Text updates on http://live.cyclingnews.com/

Eurosport coverage not until 1445 - not sure when that changed.  It was on Rai sport but they've just gone to football and rai 3 isn't scheduled to pick up coverage until 1415. When I lost it, Caruso and Molard(?) had about thirty seconds on Denifl a bit more on Cherel and 2min 30 on the pack. About 85km to go I think.


----------



## brommers (1 Oct 2016)

I've been watching it on Eurosport since 1.30 through Sky


----------



## brommers (1 Oct 2016)

Nothing much happened since - 72 km left


----------



## mjr (1 Oct 2016)

Very slick wheel change from Cofidis to Caruso after a rear wheel puncture there.


----------



## mjr (1 Oct 2016)

brommers said:


> I've been watching it on Eurosport since 1.30 through Sky


Real Eurosport seems to have decided to add some Futsal and motorcycling highlights to their schedule.


----------



## mjr (1 Oct 2016)

mjr said:


> Very slick wheel change from Cofidis to Caruso after a rear wheel puncture there.
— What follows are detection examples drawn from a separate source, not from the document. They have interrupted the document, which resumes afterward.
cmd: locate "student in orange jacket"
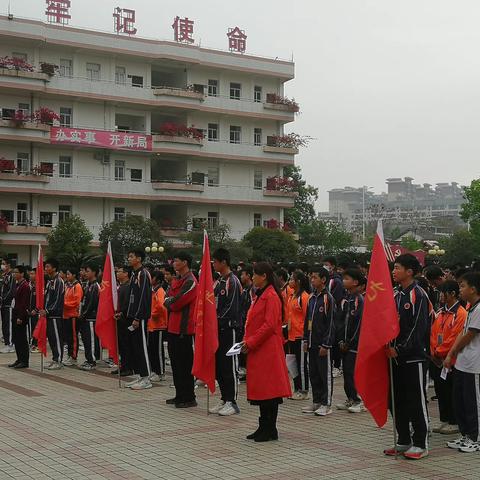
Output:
[430,280,467,434]
[63,269,83,367]
[285,271,310,400]
[147,271,168,382]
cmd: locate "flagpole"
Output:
[388,358,398,460]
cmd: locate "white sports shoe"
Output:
[218,402,240,417]
[130,377,153,390]
[125,375,141,388]
[208,400,225,414]
[315,405,332,417]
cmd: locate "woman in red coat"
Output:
[243,262,292,442]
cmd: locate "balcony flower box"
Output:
[264,93,300,113]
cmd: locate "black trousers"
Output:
[308,347,333,406]
[127,319,152,378]
[287,338,308,392]
[342,352,360,402]
[148,330,166,375]
[47,317,63,362]
[453,370,480,442]
[168,333,195,403]
[215,328,238,402]
[63,318,79,360]
[428,362,457,425]
[13,321,30,365]
[393,361,429,448]
[79,320,100,365]
[0,307,13,345]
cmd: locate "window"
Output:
[60,58,73,77]
[58,156,72,178]
[17,153,30,174]
[115,67,127,85]
[230,125,242,143]
[230,83,242,100]
[253,128,262,146]
[87,63,101,82]
[0,210,15,224]
[130,168,142,182]
[18,103,30,115]
[128,75,143,88]
[115,160,125,181]
[207,212,218,230]
[208,80,219,97]
[208,167,220,187]
[60,107,72,127]
[12,52,28,61]
[113,207,127,222]
[253,85,262,103]
[39,212,53,227]
[253,170,263,190]
[17,203,28,225]
[208,123,218,142]
[58,205,72,223]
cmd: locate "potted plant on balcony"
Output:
[0,157,15,173]
[40,62,59,77]
[32,107,60,125]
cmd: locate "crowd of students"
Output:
[0,248,480,459]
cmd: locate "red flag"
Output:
[95,242,118,364]
[355,221,400,427]
[192,232,218,393]
[33,245,47,357]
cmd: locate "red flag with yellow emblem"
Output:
[192,232,218,393]
[355,221,400,427]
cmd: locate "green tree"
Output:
[243,227,298,263]
[99,215,166,261]
[460,179,480,239]
[440,229,480,266]
[46,215,93,267]
[283,165,318,230]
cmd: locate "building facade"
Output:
[0,16,298,263]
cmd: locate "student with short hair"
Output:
[444,272,480,453]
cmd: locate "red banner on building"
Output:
[50,127,152,152]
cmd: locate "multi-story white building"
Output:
[0,16,297,262]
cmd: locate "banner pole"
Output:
[388,358,398,460]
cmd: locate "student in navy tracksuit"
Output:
[384,254,430,460]
[302,267,336,416]
[337,268,365,413]
[78,265,100,371]
[210,248,242,416]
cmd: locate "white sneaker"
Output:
[47,362,63,370]
[447,435,469,450]
[348,402,367,413]
[125,375,141,388]
[208,400,225,414]
[218,402,240,417]
[458,438,480,453]
[0,345,15,353]
[302,403,320,413]
[130,377,153,390]
[335,399,353,410]
[315,405,332,417]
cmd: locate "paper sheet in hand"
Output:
[226,342,242,357]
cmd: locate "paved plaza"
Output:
[0,348,480,480]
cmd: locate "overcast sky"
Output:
[0,0,480,209]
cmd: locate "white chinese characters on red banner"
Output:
[113,7,137,35]
[45,0,72,25]
[227,27,247,53]
[50,127,152,152]
[172,17,195,43]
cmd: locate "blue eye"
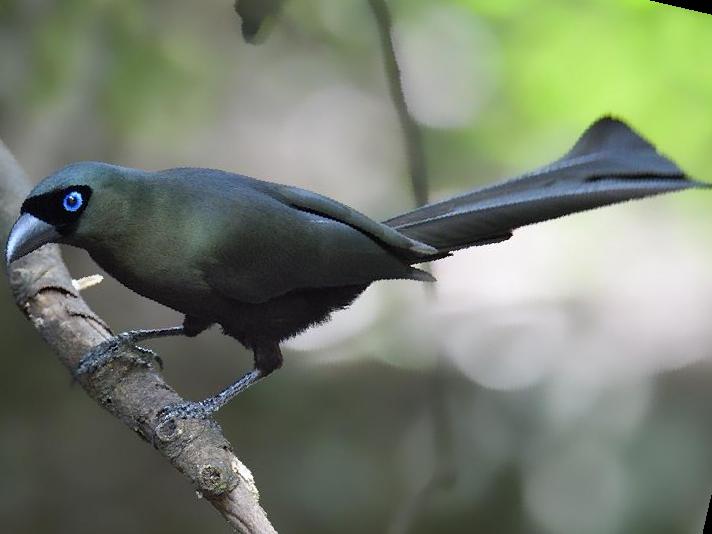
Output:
[62,191,84,211]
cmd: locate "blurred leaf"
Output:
[235,0,284,44]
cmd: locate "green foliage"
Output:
[28,0,217,137]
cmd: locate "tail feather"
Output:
[385,117,710,253]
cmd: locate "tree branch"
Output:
[0,141,276,534]
[368,0,455,534]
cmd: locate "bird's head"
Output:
[5,162,138,265]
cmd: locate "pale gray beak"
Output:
[5,213,60,265]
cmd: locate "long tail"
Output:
[385,117,710,255]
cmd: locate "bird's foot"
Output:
[158,399,217,425]
[156,399,217,441]
[74,330,163,378]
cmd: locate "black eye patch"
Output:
[20,185,91,233]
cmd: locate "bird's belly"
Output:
[91,252,218,318]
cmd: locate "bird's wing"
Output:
[201,176,432,303]
[262,184,437,257]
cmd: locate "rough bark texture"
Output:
[0,141,276,534]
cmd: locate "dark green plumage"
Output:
[7,118,703,422]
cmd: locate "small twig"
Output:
[369,0,455,534]
[0,141,275,534]
[72,274,104,291]
[368,0,428,206]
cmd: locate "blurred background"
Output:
[0,0,712,534]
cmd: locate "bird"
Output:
[5,116,710,420]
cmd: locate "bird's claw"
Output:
[74,332,163,378]
[157,401,214,426]
[156,401,217,440]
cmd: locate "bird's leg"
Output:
[158,344,282,426]
[74,326,185,378]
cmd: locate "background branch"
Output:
[368,0,455,534]
[0,141,275,534]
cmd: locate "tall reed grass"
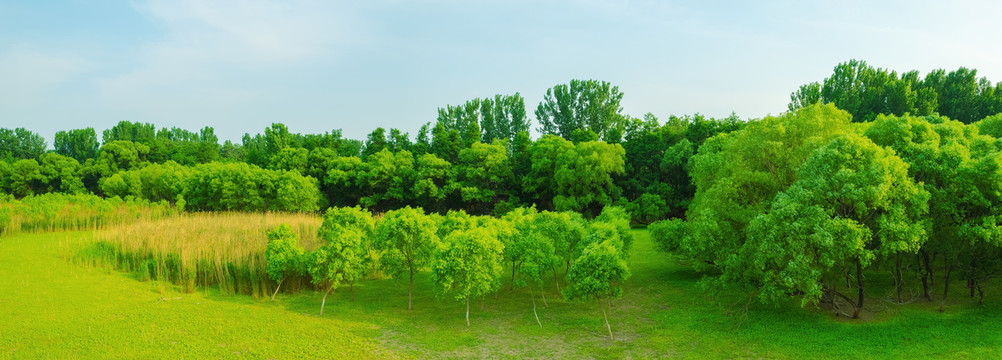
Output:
[85,213,322,297]
[0,194,179,235]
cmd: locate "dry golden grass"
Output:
[84,213,322,297]
[0,194,178,235]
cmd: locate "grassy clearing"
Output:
[85,213,321,297]
[0,232,398,359]
[0,224,1002,359]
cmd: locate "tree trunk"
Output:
[940,256,953,313]
[853,258,863,319]
[320,286,334,316]
[595,296,615,340]
[272,278,286,301]
[529,288,543,329]
[894,254,904,304]
[541,286,550,309]
[552,267,563,296]
[509,262,515,291]
[919,250,933,301]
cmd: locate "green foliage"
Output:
[741,135,929,306]
[52,127,99,161]
[373,207,441,309]
[626,194,668,224]
[182,162,320,212]
[432,228,505,312]
[456,142,512,215]
[536,80,624,142]
[534,212,587,271]
[976,113,1002,138]
[665,104,851,264]
[95,140,149,176]
[265,225,307,283]
[309,207,373,302]
[592,207,633,256]
[553,141,625,216]
[563,241,630,300]
[789,60,1002,123]
[357,148,416,211]
[0,127,46,159]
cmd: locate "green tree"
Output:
[411,153,452,210]
[522,134,575,210]
[563,241,630,339]
[357,148,416,211]
[265,224,306,301]
[553,141,625,216]
[310,207,374,315]
[0,127,46,162]
[534,211,586,293]
[787,81,821,111]
[373,207,440,310]
[737,134,929,319]
[40,152,86,194]
[52,127,99,162]
[480,92,529,143]
[95,140,149,176]
[432,228,504,326]
[101,120,156,146]
[9,158,48,199]
[536,80,624,139]
[663,104,851,266]
[456,142,512,215]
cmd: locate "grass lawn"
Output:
[0,230,1002,358]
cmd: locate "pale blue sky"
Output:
[0,0,1002,145]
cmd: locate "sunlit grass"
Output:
[7,221,1002,359]
[86,213,321,297]
[0,194,179,235]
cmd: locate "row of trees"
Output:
[650,104,1002,318]
[7,67,1002,224]
[789,60,1002,123]
[266,207,632,336]
[0,80,742,223]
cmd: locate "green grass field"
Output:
[0,231,1002,359]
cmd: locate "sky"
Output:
[0,0,1002,146]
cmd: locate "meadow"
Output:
[0,214,1002,358]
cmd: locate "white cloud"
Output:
[96,0,362,135]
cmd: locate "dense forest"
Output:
[0,60,1002,318]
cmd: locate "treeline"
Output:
[789,60,1002,123]
[0,60,1002,224]
[0,80,743,223]
[650,104,1002,318]
[266,207,633,337]
[0,194,177,235]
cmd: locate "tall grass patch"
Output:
[86,213,321,297]
[0,194,179,235]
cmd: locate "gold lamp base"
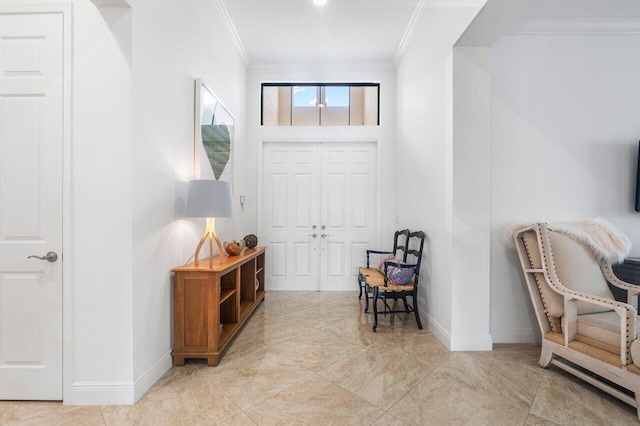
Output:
[195,217,226,268]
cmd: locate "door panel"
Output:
[263,143,377,291]
[0,13,63,400]
[319,143,377,291]
[262,143,319,291]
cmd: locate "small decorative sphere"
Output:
[224,241,242,256]
[244,234,258,248]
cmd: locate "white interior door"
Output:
[263,143,320,291]
[262,143,377,291]
[319,143,377,291]
[0,13,63,400]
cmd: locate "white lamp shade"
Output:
[186,180,233,218]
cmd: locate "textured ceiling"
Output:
[222,0,420,64]
[523,0,640,20]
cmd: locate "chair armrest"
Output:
[600,264,640,303]
[367,250,393,268]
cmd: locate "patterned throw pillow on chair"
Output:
[387,260,416,285]
[378,254,396,274]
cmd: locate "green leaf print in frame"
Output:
[195,79,235,182]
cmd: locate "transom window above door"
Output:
[260,83,380,126]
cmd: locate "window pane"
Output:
[325,86,349,107]
[293,86,318,107]
[261,83,380,126]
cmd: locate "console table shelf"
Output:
[171,247,265,366]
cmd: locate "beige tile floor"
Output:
[0,292,637,426]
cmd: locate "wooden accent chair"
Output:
[358,229,409,300]
[512,220,640,419]
[361,231,426,332]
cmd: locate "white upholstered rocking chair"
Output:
[512,220,640,419]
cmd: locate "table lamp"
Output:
[186,180,232,267]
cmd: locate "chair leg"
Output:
[364,281,369,313]
[402,296,409,313]
[413,288,422,330]
[538,339,553,368]
[373,286,378,333]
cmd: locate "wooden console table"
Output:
[612,257,640,302]
[171,247,265,366]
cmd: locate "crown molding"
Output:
[391,0,430,67]
[247,62,396,73]
[213,0,251,66]
[504,18,640,35]
[91,0,131,8]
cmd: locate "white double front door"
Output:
[262,142,377,291]
[0,13,64,400]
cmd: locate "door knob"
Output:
[27,251,58,262]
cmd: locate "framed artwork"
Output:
[194,78,235,185]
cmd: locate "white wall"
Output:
[130,0,247,397]
[395,2,486,347]
[491,28,640,342]
[0,0,133,404]
[248,64,398,290]
[0,0,246,404]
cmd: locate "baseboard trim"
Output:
[63,381,134,405]
[451,334,493,352]
[491,330,542,343]
[418,308,451,350]
[420,309,493,352]
[63,351,173,405]
[133,350,173,402]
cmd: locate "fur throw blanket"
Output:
[507,219,631,263]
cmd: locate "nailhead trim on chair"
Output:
[520,234,560,332]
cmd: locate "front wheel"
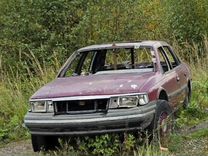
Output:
[148,100,173,147]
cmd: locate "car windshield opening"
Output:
[62,47,155,77]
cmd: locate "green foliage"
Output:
[166,0,208,42]
[0,0,208,155]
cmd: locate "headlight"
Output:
[30,101,53,112]
[109,94,149,108]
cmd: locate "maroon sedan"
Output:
[25,41,191,151]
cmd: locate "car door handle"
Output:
[176,76,180,81]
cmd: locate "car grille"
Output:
[54,99,108,115]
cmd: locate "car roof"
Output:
[78,40,168,52]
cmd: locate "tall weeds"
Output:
[0,38,208,147]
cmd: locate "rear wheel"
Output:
[31,134,59,152]
[148,100,173,147]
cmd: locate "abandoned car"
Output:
[24,41,191,151]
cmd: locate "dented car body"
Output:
[25,41,191,151]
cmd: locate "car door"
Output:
[158,47,180,107]
[163,46,187,104]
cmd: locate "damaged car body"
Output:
[24,41,191,151]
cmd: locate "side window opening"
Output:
[163,46,179,68]
[158,47,170,72]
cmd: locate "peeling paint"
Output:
[119,84,123,88]
[131,84,137,89]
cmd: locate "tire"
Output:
[31,134,59,152]
[147,100,173,147]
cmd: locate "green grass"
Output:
[0,41,208,156]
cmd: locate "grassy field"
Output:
[0,40,208,156]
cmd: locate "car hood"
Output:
[31,72,155,99]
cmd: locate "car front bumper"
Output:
[24,102,156,136]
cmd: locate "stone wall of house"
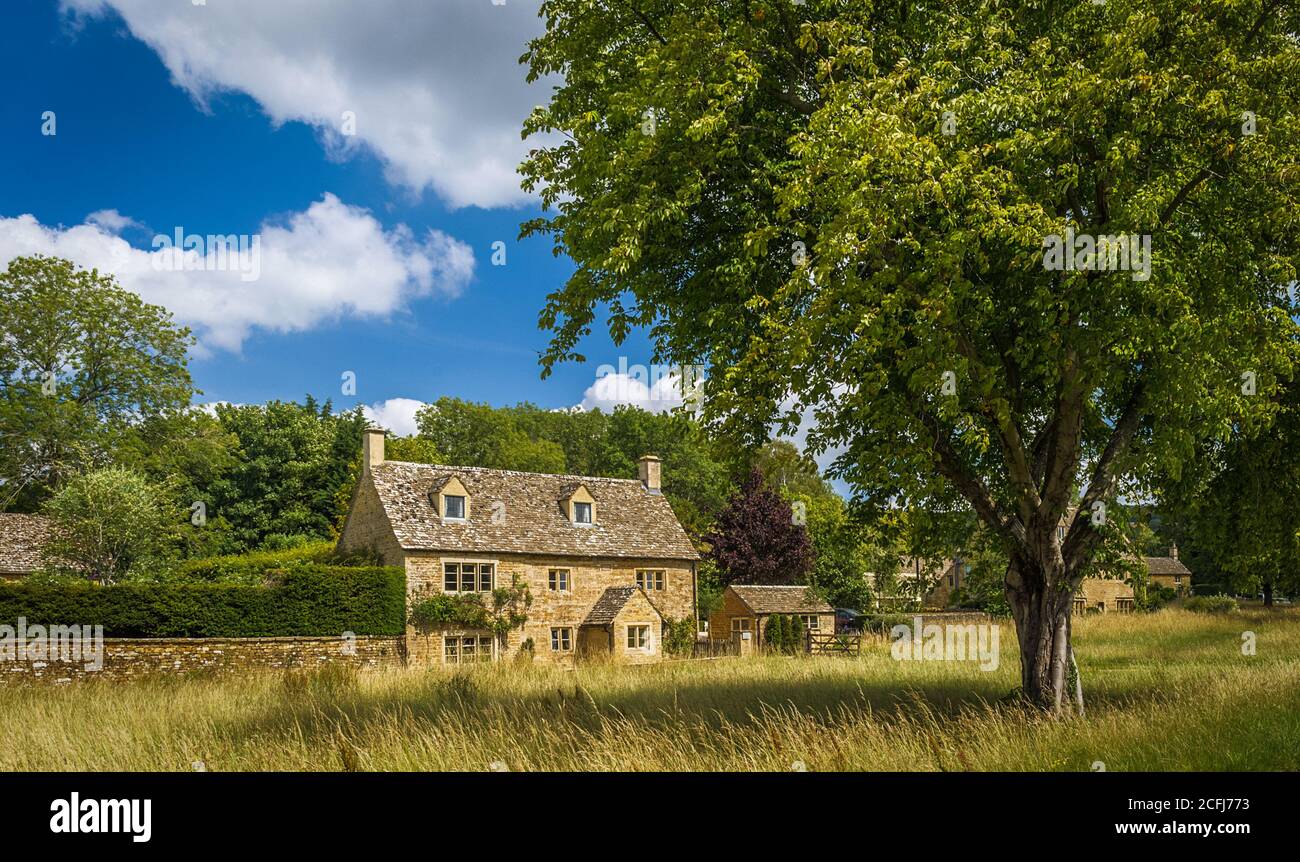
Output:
[338,472,404,566]
[0,636,406,683]
[406,551,696,664]
[1074,577,1134,614]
My mistake. It was a chain drop. My Italian sucks and I was looking at my lunch


----------



## mjr (1 Oct 2016)

Crap TV direction there, giving screen time to a nobber on the inside of a hairpin looking at the camera instead of the passing race.

Not that much going on. Caruso up front alone, Molard chasing and Mamykin is the latest rider to attempt getting away from the gruppo.


----------



## mjr (1 Oct 2016)

45km to go and Uran is dangling at the back of the main group. He doesn't usually do that when he's going to win, does he?


----------



## mjr (1 Oct 2016)

And the Quick Step car driver correctly puts it in the hedge instead of hit the group as it changes side of the road


----------



## mjr (1 Oct 2016)

32km to go and it's all kicked off ashhipped! Uran, Chaves and Bardet in front, about 30s from the pack, with Rosa in between. Will they be caught on the long run in from this final big Selvino climb? Roads surface are poor: hope they've repaired the descent else this could be scary.


----------



## mjr (1 Oct 2016)

15km and under 10s on some captions. ValvPiti must be wishing really hard. I suspect he's the best spruiker left in that chase group if it comes back together, but maybe we'll see a surprise. Please.


----------



## mjr (1 Oct 2016)

Caption now reading 1minute with 9km left. WTF Rai?


----------



## mjr (1 Oct 2016)

And the final short 12% climb further splits the four... come on Chaves!


----------



## mjr (1 Oct 2016)




----------



## mjr (1 Oct 2016)

And Eurosport won't stick around for the presentation  so it's back to Italian for me!


----------



## Pro Tour Punditry (1 Oct 2016)

Colombia's first ever Monument winner


----------



## ColinJ (2 Oct 2016)

Excellent!

I don't know how long it will stay up there, but if you look now there is a video on YouTube showing the last 25 km of Eurosport coverage in English.


----------



## brommers (2 Oct 2016)

Great race. Well done Chavez. Can't believe that that was the 1st Monument for a Columbian rider.


----------